| lists.openwall.net | lists / announce owl-users owl-dev john-users john-dev passwdqc-users yescrypt popa3d-users / oss-security kernel-hardening musl sabotage tlsify passwords / crypt-dev xvendor / Bugtraq Full-Disclosure linux-kernel linux-netdev linux-ext4 linux-hardening linux-cve-announce PHC | |
|
Open Source and information security mailing list archives
| ||
|
Message-ID: <20210226012531.29231-1-walter-zh.wu@mediatek.com>
Date: Fri, 26 Feb 2021 09:25:31 +0800
From: Walter Wu <walter-zh.wu@...iatek.com>
To: Andrey Ryabinin <ryabinin.a.a@...il.com>,
Alexander Potapenko <glider@...gle.com>,
Dmitry Vyukov <dvyukov@...gle.com>,
Nathan Chancellor <natechancellor@...il.com>,
Arnd Bergmann <arnd@...db.de>,
Andrey Konovalov <andreyknvl@...gle.com>
CC: <kasan-dev@...glegroups.com>, <linux-mm@...ck.org>,
<linux-kernel@...r.kernel.org>,
<linux-arm-kernel@...ts.infradead.org>,
wsd_upstream <wsd_upstream@...iatek.com>,
<linux-mediatek@...ts.infradead.org>,
Walter Wu <walter-zh.wu@...iatek.com>,
Andrew Morton <akpm@...ux-foundation.org>
Subject: [PATCH v4] kasan: remove redundant config option
CONFIG_KASAN_STACK and CONFIG_KASAN_STACK_ENABLE both enable KASAN stack
instrumentation, but we should only need one config, so that we remove
CONFIG_KASAN_STACK_ENABLE and make CONFIG_KASAN_STACK workable. see [1].

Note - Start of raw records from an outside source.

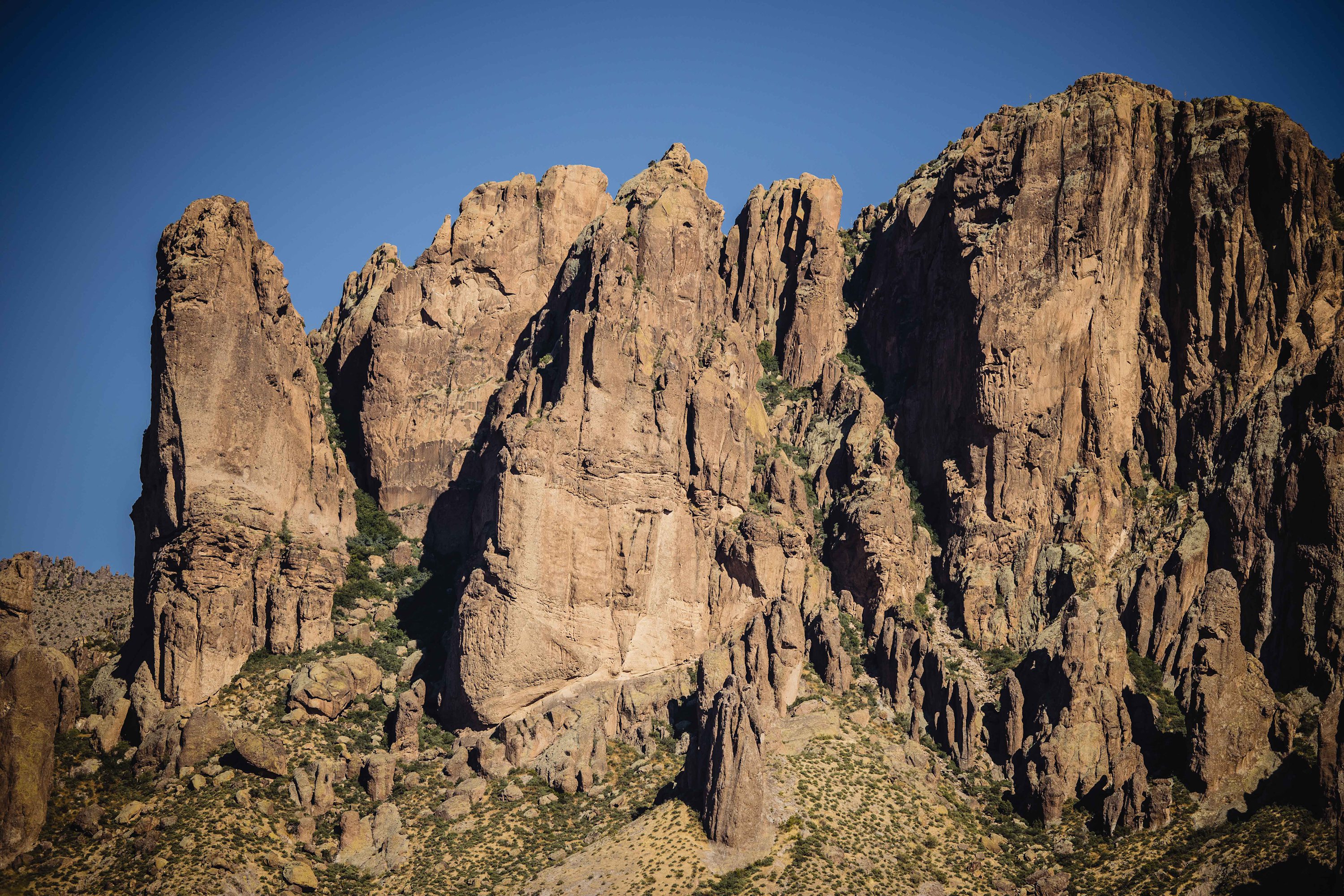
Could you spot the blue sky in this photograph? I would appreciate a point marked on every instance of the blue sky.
(346, 127)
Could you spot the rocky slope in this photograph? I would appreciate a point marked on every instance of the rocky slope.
(39, 699)
(72, 603)
(1031, 468)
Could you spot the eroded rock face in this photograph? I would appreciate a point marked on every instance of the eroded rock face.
(416, 354)
(733, 770)
(784, 269)
(1080, 311)
(633, 394)
(245, 505)
(327, 687)
(1229, 703)
(39, 699)
(1098, 238)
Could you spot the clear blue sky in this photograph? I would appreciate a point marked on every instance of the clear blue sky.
(347, 127)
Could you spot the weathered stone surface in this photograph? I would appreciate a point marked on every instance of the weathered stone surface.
(410, 710)
(374, 844)
(416, 354)
(828, 655)
(1077, 308)
(245, 505)
(785, 273)
(596, 444)
(327, 687)
(261, 753)
(206, 731)
(378, 773)
(1228, 700)
(108, 732)
(146, 702)
(39, 699)
(733, 770)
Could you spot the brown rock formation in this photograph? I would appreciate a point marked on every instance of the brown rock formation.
(1098, 237)
(327, 687)
(632, 396)
(416, 354)
(733, 770)
(784, 269)
(245, 505)
(39, 699)
(1077, 308)
(1229, 703)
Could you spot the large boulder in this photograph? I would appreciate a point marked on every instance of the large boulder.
(261, 753)
(327, 687)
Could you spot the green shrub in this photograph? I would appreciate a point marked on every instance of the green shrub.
(999, 659)
(1148, 677)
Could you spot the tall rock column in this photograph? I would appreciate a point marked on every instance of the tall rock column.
(734, 773)
(416, 354)
(245, 505)
(784, 269)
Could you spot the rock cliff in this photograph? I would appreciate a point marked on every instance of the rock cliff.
(245, 505)
(39, 699)
(414, 355)
(1105, 328)
(1057, 426)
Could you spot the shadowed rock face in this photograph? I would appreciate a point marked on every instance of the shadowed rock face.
(1098, 331)
(1077, 308)
(245, 507)
(39, 699)
(736, 793)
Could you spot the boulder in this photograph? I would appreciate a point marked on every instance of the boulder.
(261, 753)
(327, 687)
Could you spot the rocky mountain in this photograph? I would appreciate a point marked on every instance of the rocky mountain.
(245, 507)
(72, 605)
(1010, 504)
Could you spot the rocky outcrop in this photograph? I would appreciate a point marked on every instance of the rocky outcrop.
(39, 699)
(72, 603)
(564, 735)
(733, 770)
(326, 687)
(374, 844)
(917, 680)
(1098, 238)
(784, 272)
(828, 655)
(632, 396)
(245, 504)
(1077, 715)
(1105, 328)
(416, 354)
(1229, 703)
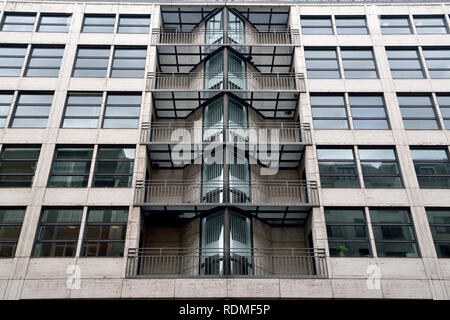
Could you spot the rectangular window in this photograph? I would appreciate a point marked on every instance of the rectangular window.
(322, 64)
(380, 168)
(44, 61)
(337, 168)
(71, 167)
(432, 168)
(329, 112)
(438, 62)
(128, 63)
(50, 22)
(417, 112)
(58, 231)
(430, 24)
(114, 167)
(11, 220)
(32, 110)
(347, 233)
(99, 23)
(395, 25)
(17, 166)
(122, 111)
(91, 62)
(393, 233)
(105, 232)
(316, 25)
(358, 64)
(5, 104)
(11, 60)
(82, 110)
(405, 64)
(444, 105)
(15, 21)
(351, 25)
(439, 220)
(134, 23)
(368, 112)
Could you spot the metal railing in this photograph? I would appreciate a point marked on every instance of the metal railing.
(237, 81)
(216, 37)
(195, 262)
(251, 133)
(263, 193)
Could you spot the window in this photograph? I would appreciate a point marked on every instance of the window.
(114, 167)
(122, 111)
(444, 105)
(395, 25)
(58, 232)
(329, 112)
(5, 104)
(105, 232)
(347, 233)
(54, 22)
(316, 25)
(71, 167)
(13, 21)
(322, 64)
(358, 64)
(368, 112)
(44, 61)
(82, 110)
(432, 168)
(405, 64)
(417, 112)
(134, 23)
(11, 60)
(439, 220)
(351, 25)
(32, 110)
(17, 166)
(380, 168)
(11, 220)
(393, 233)
(100, 23)
(91, 62)
(129, 62)
(430, 24)
(438, 62)
(337, 168)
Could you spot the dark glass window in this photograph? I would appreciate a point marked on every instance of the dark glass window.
(58, 232)
(393, 232)
(439, 220)
(322, 64)
(17, 165)
(432, 168)
(347, 233)
(337, 168)
(329, 112)
(105, 232)
(368, 112)
(71, 166)
(417, 112)
(11, 220)
(114, 167)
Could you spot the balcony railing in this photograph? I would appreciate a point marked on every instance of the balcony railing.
(263, 263)
(216, 37)
(263, 193)
(247, 81)
(251, 133)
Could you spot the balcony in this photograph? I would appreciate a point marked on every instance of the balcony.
(248, 81)
(246, 263)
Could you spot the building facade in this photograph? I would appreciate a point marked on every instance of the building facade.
(280, 150)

When enable KASAN stack instrumentation, then for gcc we could do no
prompt and default value y, and for clang prompt and default value n.
[1]: https://bugzilla.kernel.org/show_bug.cgi?id=210221
Signed-off-by: Walter Wu <walter-zh.wu@...iatek.com>
Suggested-by: Dmitry Vyukov <dvyukov@...gle.com>
Reviewed-by: Nathan Chancellor <natechancellor@...il.com>
Acked-by: Arnd Bergmann <arnd@...db.de>
Reviewed-by: Andrey Konovalov <andreyknvl@...gle.com>
Cc: Andrey Ryabinin <ryabinin.a.a@...il.com>
Cc: Dmitry Vyukov <dvyukov@...gle.com>
Cc: Alexander Potapenko <glider@...gle.com>
Cc: Andrew Morton <akpm@...ux-foundation.org>
---
v4: After this patch sent, someone had modification about KASAN_STACK,
so I need to rebase codebase. Thank Andrey for your pointing.
---
arch/arm64/kernel/sleep.S | 2 +-
arch/x86/kernel/acpi/wakeup_64.S | 2 +-
include/linux/kasan.h | 2 +-
lib/Kconfig.kasan | 8 ++------
mm/kasan/common.c | 2 +-
mm/kasan/kasan.h | 2 +-
mm/kasan/report_generic.c | 2 +-
scripts/Makefile.kasan | 10 ++++++++--
security/Kconfig.hardening | 4 ++--
9 files changed, 18 insertions(+), 16 deletions(-)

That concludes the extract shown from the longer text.